Он еще надеется убедить Николая в особой ценности своего независимого и неподкупного взгляда: «В припадках патриотической желчи, при мерах правительства, не согласных, по моему мнению, ни с государственною пользою, ни с достоинством русского народа; при назначении на важные места людей, которые не могли поддерживать возвышенного бремени, на них возложенного, я часто с намерением передавал сгоряча письмам моим животрепещущее соболезнование моего сердца; я писал часто в надежде, что правительство наше, лишенное независимых органов общественного мнения, узнает, через перехваченные письма, что есть однако же мнение в России, что посреди глубокого молчания, господствующего на равнине нашего общежития, есть голос бескорыстный, укорительный представитель мнения общего; признаюсь, мне казалось, что сей голос не должен пропадать, а, напротив, может возбуждать чуткое внимание правительства».

Он видел себя маркизом Позой.

Он пытался быть таковым при Новосильцеве. Он собирался быть таковым при Киселеве.

Теперь он делал попытку стать им в нынешних условиях: «…Мог бы я по совести принять место доверенное, где употреблен бы я был для редакции, где было бы более пищи для деятельности умственной, чем для чисто административной или судебной… Я… желал бы просто быть лицом советовательным и указательным, одним словом, быть при человеке истинно государственном — род служебного термометра, который мог бы ощущать и сообщать».

Но это была, скорее всего, попытка отчаяния. Вряд ли он надеялся получить подобное место.

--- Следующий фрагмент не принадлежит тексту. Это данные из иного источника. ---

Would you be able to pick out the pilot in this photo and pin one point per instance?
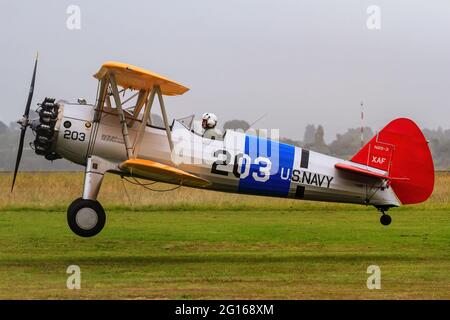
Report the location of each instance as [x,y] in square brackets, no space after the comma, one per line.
[209,122]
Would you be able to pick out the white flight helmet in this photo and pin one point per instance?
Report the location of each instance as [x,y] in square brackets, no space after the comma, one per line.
[209,120]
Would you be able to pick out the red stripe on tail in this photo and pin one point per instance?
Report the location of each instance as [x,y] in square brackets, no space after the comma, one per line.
[402,150]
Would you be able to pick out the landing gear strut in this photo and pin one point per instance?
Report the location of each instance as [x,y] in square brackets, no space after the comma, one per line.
[385,219]
[85,215]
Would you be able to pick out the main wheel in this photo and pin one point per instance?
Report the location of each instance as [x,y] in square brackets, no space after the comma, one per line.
[385,219]
[86,218]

А потому в конце исповеди смиренно обещал принять любую службу, ему назначенную.

«Исповедь» была написана в январе — феврале двадцать девятого года, а в апреле он писал Голицыну: «Меня могут удовлетворить на служебном поприще две должности: или попечителя университета, или гражданского губернатора — обе вне обеих столиц. Принимая во внимание мой чин и малое доверие, я не могу рассчитывать на то, чтобы с первого раза получить какую-нибудь из этих должностей. Что касается губернаторства, то я не возражал бы против испытания меня в качестве вице-губернатора; в отношении же другой должности я не представляю иной возможности, как временное прикрепление к министерству народного просвещения».

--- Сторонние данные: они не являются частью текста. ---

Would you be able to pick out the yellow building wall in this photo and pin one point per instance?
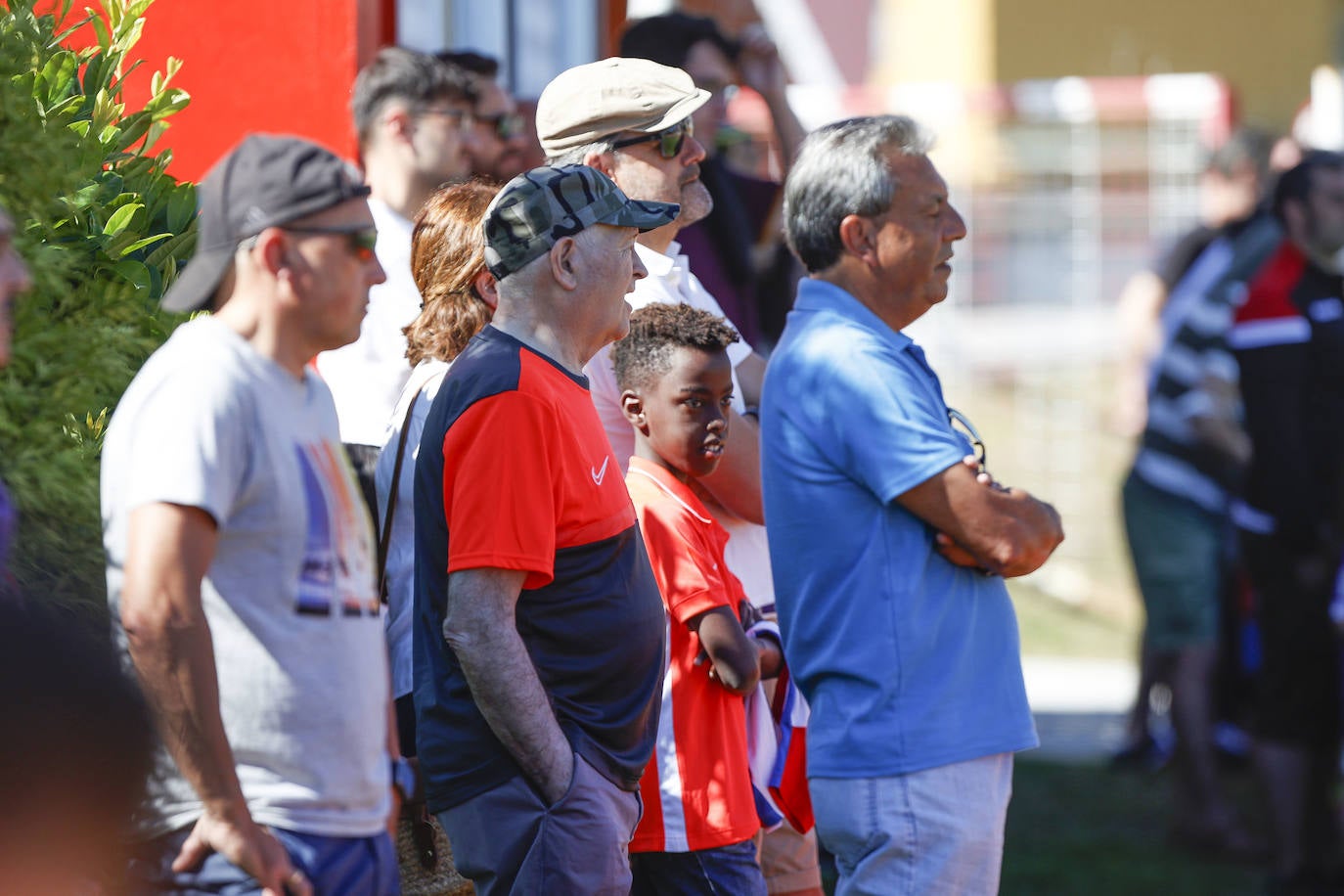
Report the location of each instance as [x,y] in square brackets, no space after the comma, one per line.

Он говорил тоном человека, знающего себе цену, но в глубине души сознавал, что, вступив на путь торговли с правительством, он уже проиграл, ибо все козыри были на одной стороне.

Николая этот текст мог только раздражить. И, естественно, никакого ответа Петр Андреевич не получил.

Пренебрежение это еще яснее показало ему бедственность его положения и бесполезность его полуунижения. От него ждали полного унижения. «Будь рабом самодержавия, или сокрушу…» И ему пришлось прибегнуть и к посредничеству цесаревича Константина, что было особенно горько, ибо цесаревич и стал некогда причиной его опалы, и к куда более подобающим письмам в Петербург…

По ходатайству Константина Николай еще в тридцатом году распорядился подыскать Вяземскому должность.

Между «Исповедью» и реальным вступлением в службу пролегли польские события, вызвавшие в Вяземском последний страстный взрыв ненависти, презрения к тому, что видел он вокруг. Яростно-уничижительные записи о Жуковском и Пушкине, поддержавших правительство, объяснялись не только расхождением взглядов, но горечью собственного его унижения, воспоминанием о варшавской своей молодости, эпохе гордых надежд… С этого времени он уже ни на что не надеялся…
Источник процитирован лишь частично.